Obama sat down with Senate Majority Leader Mitch McConnell and Senate Judiciary chair Chuck Grassley in the Oval Office to see if they’d be open to rethinking their position and doing their constitutional duty and/or the bare minimum of at least holding hearings on a nominee. Vice-President Joe Biden, Senate Minority Leader Harry Reid, and Senator Patrick Leahy, the ranking Democrat on the Judiciary Committee, also attended the meeting, which the Democratic senators described as “very short” and where they “killed a lot of time talking about basketball.”
“They think they are going to wait and see what President Trump will do, I guess, as far as the nomination is concerned,” Reid told reporters after the conference.

President Obama reportedly asked the GOP senators if they wanted to float any judges’ names. Apparently McConnell and Grassley declined, but the White House said the administration would continue begging consulting with Republican leadership and seriously consider any person suggested.

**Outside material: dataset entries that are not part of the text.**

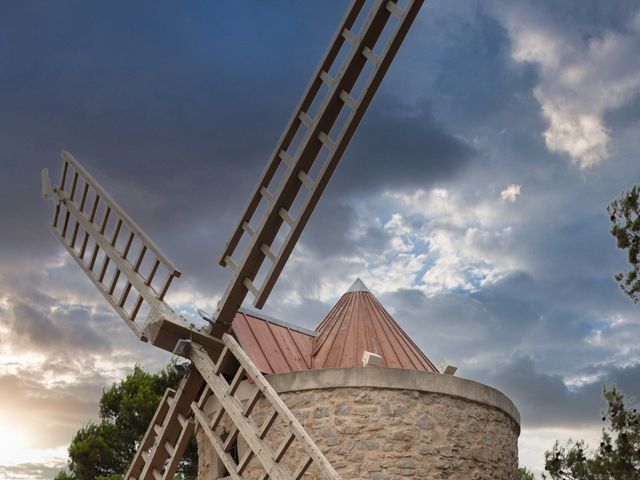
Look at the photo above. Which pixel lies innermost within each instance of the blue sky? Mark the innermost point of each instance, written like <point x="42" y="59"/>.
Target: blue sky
<point x="471" y="200"/>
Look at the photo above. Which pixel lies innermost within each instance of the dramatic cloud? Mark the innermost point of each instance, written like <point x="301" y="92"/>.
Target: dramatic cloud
<point x="581" y="78"/>
<point x="450" y="203"/>
<point x="511" y="193"/>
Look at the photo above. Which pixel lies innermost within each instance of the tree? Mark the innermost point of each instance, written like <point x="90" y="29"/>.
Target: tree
<point x="525" y="474"/>
<point x="103" y="450"/>
<point x="617" y="457"/>
<point x="625" y="217"/>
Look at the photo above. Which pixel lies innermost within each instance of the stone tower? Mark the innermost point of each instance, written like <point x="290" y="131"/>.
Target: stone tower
<point x="401" y="418"/>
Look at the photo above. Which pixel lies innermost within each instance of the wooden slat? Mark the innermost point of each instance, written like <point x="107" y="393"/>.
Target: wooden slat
<point x="277" y="404"/>
<point x="233" y="409"/>
<point x="216" y="442"/>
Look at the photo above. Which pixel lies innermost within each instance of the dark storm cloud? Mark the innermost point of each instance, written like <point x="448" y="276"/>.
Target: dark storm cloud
<point x="397" y="151"/>
<point x="177" y="125"/>
<point x="544" y="400"/>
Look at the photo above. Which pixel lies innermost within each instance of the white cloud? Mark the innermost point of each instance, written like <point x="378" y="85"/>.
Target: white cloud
<point x="580" y="80"/>
<point x="461" y="244"/>
<point x="511" y="193"/>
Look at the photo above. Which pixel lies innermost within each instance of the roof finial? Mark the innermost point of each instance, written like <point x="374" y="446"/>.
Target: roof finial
<point x="358" y="286"/>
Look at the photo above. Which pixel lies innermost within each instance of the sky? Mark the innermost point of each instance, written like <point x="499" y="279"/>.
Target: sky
<point x="471" y="201"/>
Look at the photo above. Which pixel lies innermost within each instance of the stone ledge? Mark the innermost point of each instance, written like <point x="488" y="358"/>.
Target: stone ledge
<point x="395" y="379"/>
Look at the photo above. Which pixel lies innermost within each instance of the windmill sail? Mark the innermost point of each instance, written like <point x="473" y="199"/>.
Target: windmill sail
<point x="134" y="275"/>
<point x="310" y="148"/>
<point x="118" y="257"/>
<point x="275" y="438"/>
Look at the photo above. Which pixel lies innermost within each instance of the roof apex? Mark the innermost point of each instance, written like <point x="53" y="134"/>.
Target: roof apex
<point x="358" y="286"/>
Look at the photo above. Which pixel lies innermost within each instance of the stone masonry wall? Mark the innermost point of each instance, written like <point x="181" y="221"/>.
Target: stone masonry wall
<point x="385" y="434"/>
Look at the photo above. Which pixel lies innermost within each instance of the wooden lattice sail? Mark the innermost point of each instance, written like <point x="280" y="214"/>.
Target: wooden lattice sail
<point x="134" y="276"/>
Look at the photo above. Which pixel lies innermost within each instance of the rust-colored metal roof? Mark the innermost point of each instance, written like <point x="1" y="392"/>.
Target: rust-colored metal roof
<point x="359" y="323"/>
<point x="274" y="346"/>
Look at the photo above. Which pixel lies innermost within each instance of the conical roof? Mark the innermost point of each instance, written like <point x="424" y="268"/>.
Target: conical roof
<point x="359" y="323"/>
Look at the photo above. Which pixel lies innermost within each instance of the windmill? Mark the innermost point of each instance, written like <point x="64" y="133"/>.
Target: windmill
<point x="134" y="275"/>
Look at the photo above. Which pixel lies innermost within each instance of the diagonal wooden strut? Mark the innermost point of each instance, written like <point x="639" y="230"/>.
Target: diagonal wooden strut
<point x="168" y="434"/>
<point x="343" y="98"/>
<point x="118" y="257"/>
<point x="163" y="445"/>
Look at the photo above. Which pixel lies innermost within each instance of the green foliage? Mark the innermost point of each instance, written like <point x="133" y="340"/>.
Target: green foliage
<point x="625" y="218"/>
<point x="104" y="450"/>
<point x="525" y="474"/>
<point x="618" y="456"/>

The GOP senators responded after the sit-down by seeming to dig in their heels even deeper. “This vacancy will not be filled this year,” Mitch McConnell said later Tuesday, making it clear they’re postponing any action until after the 2016 election. (Obama has about 11 months left in his term.) “We look forward to the American people deciding who they want to make this appointment through their own votes,” McConnell added.
Last week, President Obama was reportedly mulling over nominating the Republican governor of Nevada, Brian Sandoval, for Scalia’s seat. Sandoval, a former federal judge, is the GOP’s closest thing to a centrist these days: He has come out against Obamacare and the administration’s executive orders on immigration, but is pro-choice. Sandoval, however, quickly withdrew his name from consideration, and the SCOTUS stalemate continues.